My Hercules is a puzzle. It has BH racelite hubs, 27" x 1 1/4" Dunlop rims, Benelux derailleurs, Williams half step chain rings that I was able to date to 1962. The badge is marked Birmingham. The frame has fancy cutout lugs, top tube is 1", seat and down tubes are 1" 1/4", thin tapered stays. I need to check the seat tube for a seam to confirm if it might be a 531 triangle. Fenders are Bluemels. Bars, stem, and brakes are GB if I recall properly. Paint is gold with box striping. It has braze ons for a frame pump on the top tube. It has an AMF marking but is far from the Hercules / AMF 10-speeds that are normally seen. I have long suspected it to be a left over Kestrel that AMF bought during the Hercules factory shuttering and move to Raleigh in Nottingham.


----------



## bulldog1935 (Jun 11, 2016)

the frugal Brits will also use up parts.  
I imagine more than one bike left Nottingham with a leftover Birmingham head badge.  
A bike with that history could also have field mods.


----------



## Gasbag (Jun 11, 2016)

The reason I think it might be a Kestrel frame is that it is a higher end racing frame, much like Raleighs Lenton frames.
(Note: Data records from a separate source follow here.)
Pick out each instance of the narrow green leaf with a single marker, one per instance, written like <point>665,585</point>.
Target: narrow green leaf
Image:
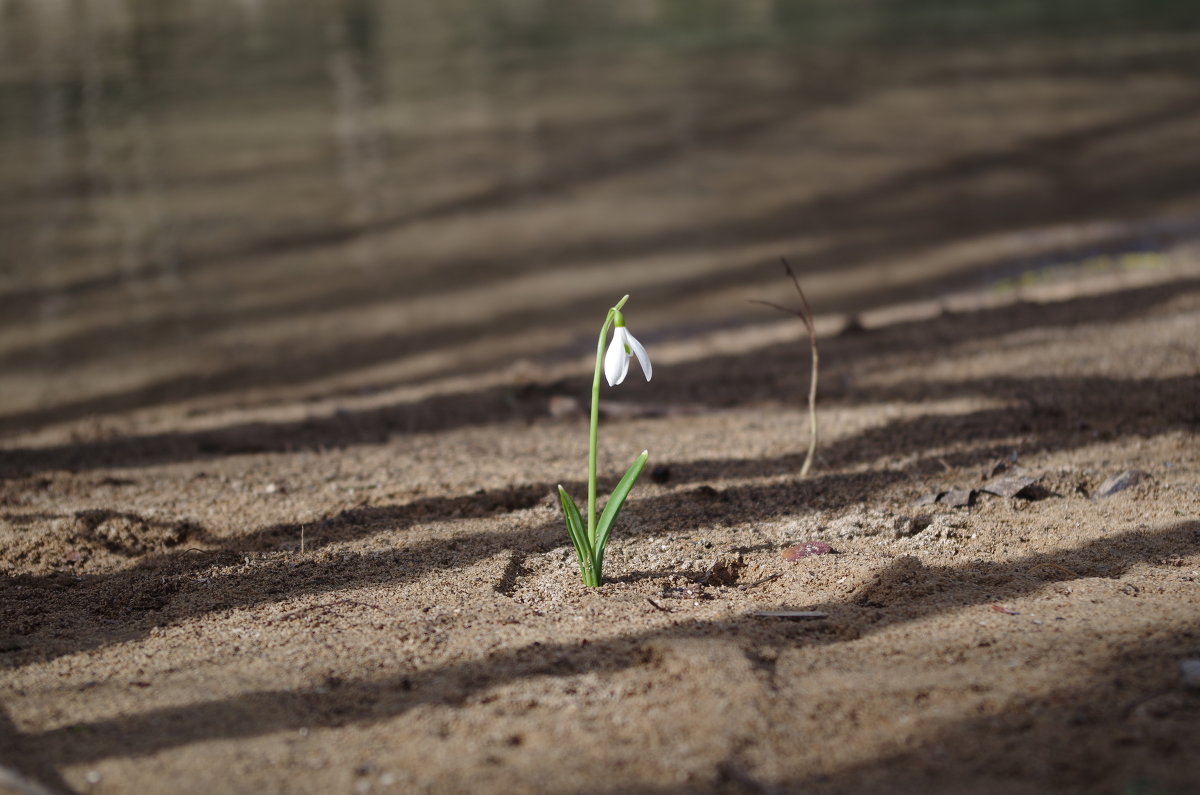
<point>609,515</point>
<point>575,527</point>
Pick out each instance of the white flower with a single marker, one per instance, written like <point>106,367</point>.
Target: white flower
<point>623,346</point>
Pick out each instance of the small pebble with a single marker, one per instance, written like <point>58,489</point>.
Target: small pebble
<point>807,550</point>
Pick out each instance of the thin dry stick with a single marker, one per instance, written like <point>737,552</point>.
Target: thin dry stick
<point>805,316</point>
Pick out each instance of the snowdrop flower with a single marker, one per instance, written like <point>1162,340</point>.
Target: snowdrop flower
<point>623,346</point>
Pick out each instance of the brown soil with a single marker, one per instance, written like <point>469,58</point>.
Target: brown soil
<point>382,598</point>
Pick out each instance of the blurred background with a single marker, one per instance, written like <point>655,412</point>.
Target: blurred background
<point>220,204</point>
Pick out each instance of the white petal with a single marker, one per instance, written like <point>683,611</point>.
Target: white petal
<point>616,360</point>
<point>642,358</point>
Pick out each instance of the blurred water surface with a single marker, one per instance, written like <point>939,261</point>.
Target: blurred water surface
<point>205,197</point>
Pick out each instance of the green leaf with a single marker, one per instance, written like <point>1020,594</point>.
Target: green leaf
<point>575,527</point>
<point>609,515</point>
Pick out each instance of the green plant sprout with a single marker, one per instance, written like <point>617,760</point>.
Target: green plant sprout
<point>589,543</point>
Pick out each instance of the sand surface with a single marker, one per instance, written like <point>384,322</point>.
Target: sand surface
<point>373,591</point>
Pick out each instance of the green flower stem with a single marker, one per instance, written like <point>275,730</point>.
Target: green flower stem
<point>592,437</point>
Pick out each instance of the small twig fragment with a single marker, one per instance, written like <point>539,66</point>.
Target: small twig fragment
<point>809,321</point>
<point>657,605</point>
<point>757,583</point>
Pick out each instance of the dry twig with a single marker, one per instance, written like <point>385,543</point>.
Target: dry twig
<point>807,317</point>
The Hercules 10-speeds we commonly see are based on the Sport frame and have 26" wheels and Huret components. I don't think it has any field mods, it is very original right down to the Camel tires. I bought it out of long term storage and it was complete other than the saddle was missing. I will try to operate my camera left handed and do a proper write up of it soon.


----------



## JamesLed007 (Aug 25, 2016)

bulldog1935 said:


> ps Mike, while we all like to see those time-capsule bikes that someone purchased then ignored, a bike like this, that has been used, never abused, never weathered, and well-cared for, has so much more class.  In the bike-boom bikes, the time capsule versions have greater value.  But when you get this age and rarity, the ridden and cared-for bike is worth just as much as the ignored time-capsule bike.
> 
> I had a fun ride Friday on my old Raleigh.  Everywhere I stopped, it started a conversation, and I was very happy to share our history together.
> One woman, whose husband was enamored with my Raleigh, said, "it looks retro."
> Well it is 40 years old...


----------



## JamesLed007 (Aug 25, 2016)

I have a vintage mid-70's Raleigh Grand Prix in good condition that I am considering selling but not sure where to start. Thanks for any suggestions?


----------



## bulldog1935 (Aug 25, 2016)

they sell for $100-200 depending on condition


----------



## bulldog1935 (Feb 2, 2017)

I bought a bare frame yesterday...


 
No rust on this frame, just grease - will begin with a good cleaning


----------



## sam (Feb 2, 2017)

bulldog1935 said:


> I bought a bare frame yesterday...
> 
> 
> 
> No rust on this frame, just grease - will begin with a good cleaning



That one was made for the British Market--lamp bracket holder on the right fork leg.


----------



## oldy57 (Feb 2, 2017)

The bike at the top in England does not have the lamp bracket nut on the fork. That is what is in the ad. Every one I have seen on Ebay UK has the lamp bracket nut.


----------



## bulldog1935 (Feb 4, 2017)

ok, now that mine is in the mail, Yellow Jersey has NOS Whitworth 26 tpi headsets  (bottom brackets, too)


----------



## WVBicycles (Feb 4, 2017)

Ive always wanted one of these so much class and the front shifter adds cool points in my book.


----------



## bulldog1935 (Feb 4, 2017)

Though it was the top-line Raleigh when it was built, and the world's benchmark production bike, it specs out as equivalent to a Super Course from the bike boom - straight gauge Reynolds triangle and Raleigh 2030 fork.  I'm not going to be trying to build the bare frame stock - just the Williams crank would be cost-prohibitive - but plan to make it look traditional.


----------